MGWCC crossword 3:14
meta 1ish
[3.60 avg; 5 ratings] rate it
hello, and welcome to episode #936 of matt gaffney’s weekly crossword contest, a week 2 puzzle called “I See Your Point”. the instructions this week: This puzzle’s 10-letter contest answer is what you need to do to get that answer. okay, what are the theme answers? only one, the last across clue: {What a dog may chase…or, what the southeast-pointing part of a certain uppercase letter is called} TAIL.
it wasn’t hard to figure out what this referred to, because there were ten Q’s in the grid. ten Q’s in a grid is a lot (like, a lot a lot), and it was very noticeable: some of the Q-containing words were unfamiliar (QUAVO), awkwardly inflected (STATUS QUOS), partials (Q AND), or worst of all, QUES which is both an unusual abbreviation and a dupe of Q AND.
anyway, putting that aside for now, let’s solve the meta: the clue for TAIL hints that we should look to the southeast of each Q. those ten letters, circled in the screenshot above, spell out FOLLOW A CUE, which is the answer to the meta. it’s a nice punchline, because we’re both following cues and following Q’s.
despite that, i found this puzzle not that much fun to solve, because the strain on the grid resulting from jamming it with ten Q’s was really too much for a 15×15, in my opinion. a lot of the resulting fill was bad enough that the crossword was just unpleasant to solve, and the grid pretty much checked off every kind of bad fill. in addition to the Q words themselves, you had a passel of partials, nine by my count: A SEC, A REAL, A ROOM, OWE A, EAT A, A DEAN, RISE A (!?!), and worst of all, HOP ‘O (in addition to Q AND already mentioned). there were other awkward plurals like ATTA BOYS and NOTS. there was the presidential monogram RMN. there were people i’d never heard of like alfonso ARAU and people i’d heard of but still think of as fusty crosswordese like max EUWE and joseph ALIOTO. there were uncommon foreign words EDEL (clued as a prefix, even!) crossing DESDE, variant form EUCALYPT, and blatant dupe EAT A / EAT OVER. about the only kind of crummy fill it didn’t have was a random roman numeral. overall, it really made me wish this had been a 17×17 (or larger) and then we could have had the same meta mechanism but hopefully without all the forced fill.

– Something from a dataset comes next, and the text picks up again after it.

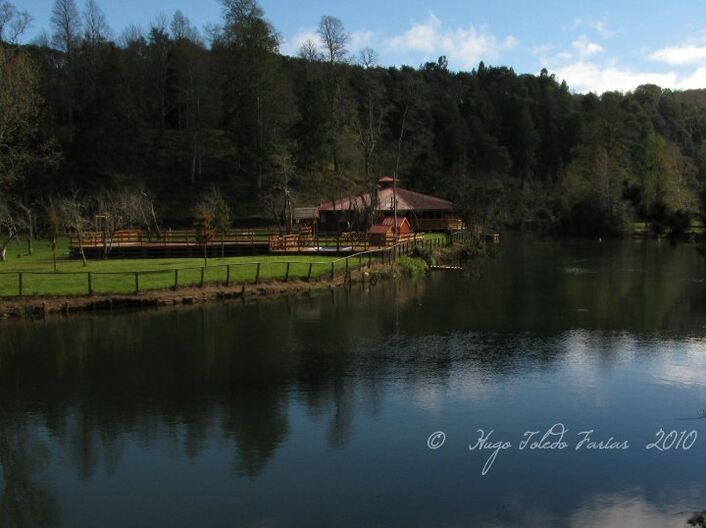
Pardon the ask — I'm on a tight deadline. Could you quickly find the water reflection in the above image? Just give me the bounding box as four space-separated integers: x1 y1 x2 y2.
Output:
0 237 706 526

some bits that i did enjoy:
- {Home to Canyonlands National Park} UTAH. we just went to UTAH in april for the fourth time, and are now utah national park completists. canyonlands is, i believe, the least visited of the five national parks in utah, but it’s quite lovely.
- {They go in one ear but not out the other} Q-TIPS. that’s a good clue! (yes, i know you’re not supposed to put Q-TIPS in your ear but obviously people do.)

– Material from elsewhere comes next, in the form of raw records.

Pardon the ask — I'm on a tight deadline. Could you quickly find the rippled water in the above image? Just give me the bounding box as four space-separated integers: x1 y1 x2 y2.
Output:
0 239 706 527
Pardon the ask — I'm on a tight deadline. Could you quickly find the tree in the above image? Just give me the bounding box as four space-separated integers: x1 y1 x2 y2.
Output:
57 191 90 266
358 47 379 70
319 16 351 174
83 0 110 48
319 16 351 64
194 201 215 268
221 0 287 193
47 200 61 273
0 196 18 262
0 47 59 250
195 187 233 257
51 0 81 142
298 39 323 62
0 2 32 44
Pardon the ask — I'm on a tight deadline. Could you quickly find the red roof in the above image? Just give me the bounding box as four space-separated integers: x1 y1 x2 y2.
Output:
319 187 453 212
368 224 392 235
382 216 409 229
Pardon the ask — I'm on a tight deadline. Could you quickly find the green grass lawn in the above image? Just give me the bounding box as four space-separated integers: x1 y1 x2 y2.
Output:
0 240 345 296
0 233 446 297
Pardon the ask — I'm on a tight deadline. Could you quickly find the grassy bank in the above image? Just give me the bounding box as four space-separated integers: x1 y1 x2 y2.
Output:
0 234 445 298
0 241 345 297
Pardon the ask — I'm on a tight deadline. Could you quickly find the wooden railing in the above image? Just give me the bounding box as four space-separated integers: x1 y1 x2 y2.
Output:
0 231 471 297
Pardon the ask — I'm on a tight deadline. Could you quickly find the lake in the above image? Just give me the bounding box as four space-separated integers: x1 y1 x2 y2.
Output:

- {Hit 2012 South Korean historical comedy} I AM THE KING. i wasn’t familiar with this fim, and it doesn’t appear to have been a hit anywhere other than in korea, but reading up on it, it looks interesting. it’s a version of the prince and the pauper, set in the joseon dynasty.
that’s all i’ve got this week. how’d you like this one?

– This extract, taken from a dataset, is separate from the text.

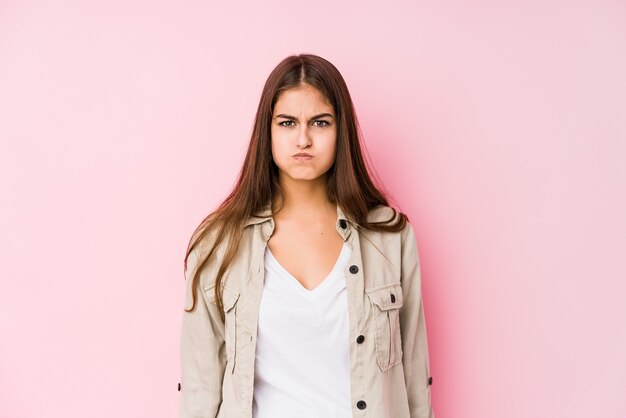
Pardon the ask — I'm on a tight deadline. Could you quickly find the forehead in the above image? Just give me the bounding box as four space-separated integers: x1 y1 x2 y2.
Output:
274 84 333 115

Most googling I’ve ever done for a puzzle I think!
Nice meta though. I wonder how solvable it would’ve been without the TAIL clue. It’s so obvious that the Qs are important, and “point” in the title could pretty quickly get us to check what the Qs are pointing to. And without TAIL, that at least would have eased the bottom right of the grid, and maybe added a section to move one of the Qs to make things smoother.
Thanks, joon — 407 correct entries this week, of which 391 were solo solves.
Puzzle: MGWCC; Rating: 5 stars
Never heard of the 1 Across clue, and never heard of Suge. Matt used Hop’O before, long ago, and I remembered it. 39D is part of an old joke:
Knock, Knock
Who’s there?
Eucalypt
Eucalypt who?
Eucalypt his hair too short!
When I got EDEL I wondered if is used in that Sound of Music song. Sure enough!
Edelweiß / Edelweiss: literally “noble white,” the alpine flower whose name combines edel + weiß (“white”).
I’m sure that must have been a real ball-buster to construct. There is a reason you don’t see Qs often in crosswords. 10 has got to be a record! Not only position each Q, but then position where the tail points the 10 letters you need for the meta answer, in grid order! I’m giving Matt a 5 for the construction, even though I hated solving the grid.